Tags

, , ,

Couple of months back I upgraded our prime infrastructure to 3.0 from 2.2. That time I chose to go with inline upgrade as it was supported. If you have worked with this product, many of us know “do a fresh install and import maps” is the safest  approach for a Prime Infrastructure Upgrade. Of course you will loose historical data and has to do manual work, still worth doing.

When I upgraded CPI 2.2 to CPI 3.0 most of the settings left as default unless those were changed in 2.2. Within 2 months of the upgrade, got to below alerts stating CPI running on low disk space.PI3.0-BP-01

When checked in CLI, PI database size is 638G (97% of allocated space ). As suggested, did a “disc cleanup” and that helped to recover ~25G. Within a day that space consumed by the database and constantly getting above alert. You can check your CPI database utilization as below (optvol is the one holding CPI database which is running out of space)

prime/admin# root
Enter root password :
Starting root bash shell ...

ade # df -h
Filesystem            Size  Used Avail Use% Mounted on
/dev/mapper/smosvg-rootvol
                      3.8G  461M  3.2G  13% /
/dev/mapper/smosvg-varvol
                      3.8G  784M  2.9G  22% /var
/dev/mapper/smosvg-optvol
                      694G  638G   21G  97% /opt
/dev/mapper/smosvg-tmpvol
                      1.9G   36M  1.8G   2% /tmp
/dev/mapper/smosvg-usrvol
                      6.6G  1.3G  5.1G  20% /usr
/dev/mapper/smosvg-recvol
                       93M  5.6M   83M   7% /recovery
/dev/mapper/smosvg-home
                       93M  5.6M   83M   7% /home
/dev/mapper/smosvg-storeddatavol
                      9.5G  151M  8.9G   2% /storeddata
/dev/mapper/smosvg-altrootvol
                       93M  5.6M   83M   7% /altroot
/dev/mapper/smosvg-localdiskvol
                      130G   53G   71G  43% /localdisk
/dev/sda2              97M  5.6M   87M   7% /storedconfig
/dev/sda1             485M   25M  435M   6% /boot
tmpfs                 7.8G  2.6G  5.3G  33% /dev/shm
ade # exit

here is how you could do the disk cleanup

prime/admin# ncs cleanup
***************************************************************************
!!!!!!!                           WARNING                           !!!!!!!
***************************************************************************
The clean up can remove all files located in the backup staging directory.
Older log files will be removed and other types of older debug information
will be removed
***************************************************************************
Do you wish to continue? ([NO]/yes) yes
 
***************************************************************************
!!!!!!!                DATABASE CLEANUP WARNING                     !!!!!!!
***************************************************************************
Cleaning up database will stop the server while the cleanup is performed.
The operation can take several minutes to complete
***************************************************************************
Do you wish to cleanup database? ([NO]/yes) yes
 
***************************************************************************
!!!!!!!                USER LOCAL DISK WARNING                      !!!!!!!
***************************************************************************
Cleaning user local disk will remove all locally saved reports, locally
backed up device configurations.

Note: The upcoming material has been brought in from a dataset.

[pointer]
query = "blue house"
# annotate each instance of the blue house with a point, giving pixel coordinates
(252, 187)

All files in the local FTP and TFTP
directories will be removed.
***************************************************************************
Do you wish to cleanup user local disk? ([NO]/yes) yes
===================================================
Starting Cleanup: Wed Nov 11 09:41:11 AEDT 2015
===================================================
{Wed Nov 11 09:44:07 AEDT 2015} Removing all files in backup staging directory
{Wed Nov 11 09:44:07 AEDT 2015} Removing all Matlab core related files
{Wed Nov 11 09:44:07 AEDT 2015} Removing all older log files
{Wed Nov 11 09:44:09 AEDT 2015} Cleaning older archive logs
{Wed Nov 11 09:45:01 AEDT 2015} Cleaning database backup and all archive logs
{Wed Nov 11 09:45:01 AEDT 2015} Cleaning older database trace files
{Wed Nov 11 09:45:01 AEDT 2015} Removing all user local disk files
{Wed Nov 11 09:47:31 AEDT 2015} Cleaning database
{Wed Nov 11 09:47:45 AEDT 2015} Stopping server
{Wed Nov 11 09:50:07 AEDT 2015} Not all server processes stop. Attempting to stop remaining
{Wed Nov 11 09:50:07 AEDT 2015} Stopping database
{Wed Nov 11 09:50:09 AEDT 2015} Starting database
{Wed Nov 11 09:50:23 AEDT 2015} Starting database clean
{Wed Nov 11 09:50:23 AEDT 2015} Completed database clean
{Wed Nov 11 09:50:23 AEDT 2015} Stopping database
{Wed Nov 11 09:50:37 AEDT 2015} Starting server
===================================================
Completed Cleanup
Start Time: Wed Nov 11 09:41:11 AEDT 2015
Completed Time: Wed Nov 11 10:01:41 AEDT 2015
===================================================

ade # df -h
Filesystem            Size  Used Avail Use% Mounted on
/dev/mapper/smosvg-rootvol
                      3.8G  461M  3.2G  13% /
/dev/mapper/smosvg-varvol
                      3.8G  784M  2.9G  22% /var
/dev/mapper/smosvg-optvol
                      694G  614G   45G  94% /opt
/dev/mapper/smosvg-tmpvol
                      1.9G   36M  1.8G   2% /tmp
/dev/mapper/smosvg-usrvol
                      6.6G  1.3G  5.1G  20% /usr
/dev/mapper/smosvg-recvol
                       93M  5.6M   83M   7% /recovery
/dev/mapper/smosvg-home
                       93M  5.6M   83M   7% /home
/dev/mapper/smosvg-storeddatavol
                      9.5G  151M  8.9G   2% /storeddata
/dev/mapper/smosvg-altrootvol
                       93M  5.6M   83M   7% /altroot
/dev/mapper/smosvg-localdiskvol
                      130G  188M  123G   1% /localdisk
/dev/sda2              97M  5.6M   87M   7% /storedconfig
/dev/sda1             485M   25M  435M   6% /boot
tmpfs                 7.8G  2.5G  5.4G  32% /dev/shm

Since disc clean up did not help, reached TAC to see if they could help here. They logged onto DB and removed some old data (mainly alarms/alerts), still recovered space was not released and disc utilization was same as before. I think this issue is tracked by below bug ID

CSCuv81529PI 2.2 – Need a method to reclaim free space after data retention
Symptom:
PI 2.2 - Need a method to reclaim free space after data retention
As of now once records got deleted from tables that doesn't mean that the database engine automatically gives those newly freed bytes of hard disk real estate back to the operating system. 
That space will still be reserved and will be used later in order to write into database , So we need an enhancement in order to reclaim that unused space

Conditions:
NA
Workaround:
NA
Last Modified:Nov 11,2015
Status:Open
Severity:6 Enhancement
Product:Network Level Service
Support Cases:5
Known Affected Releases: 2.2(0.0.58)

So at this point, no way other than building CPI 3.0 from fresh.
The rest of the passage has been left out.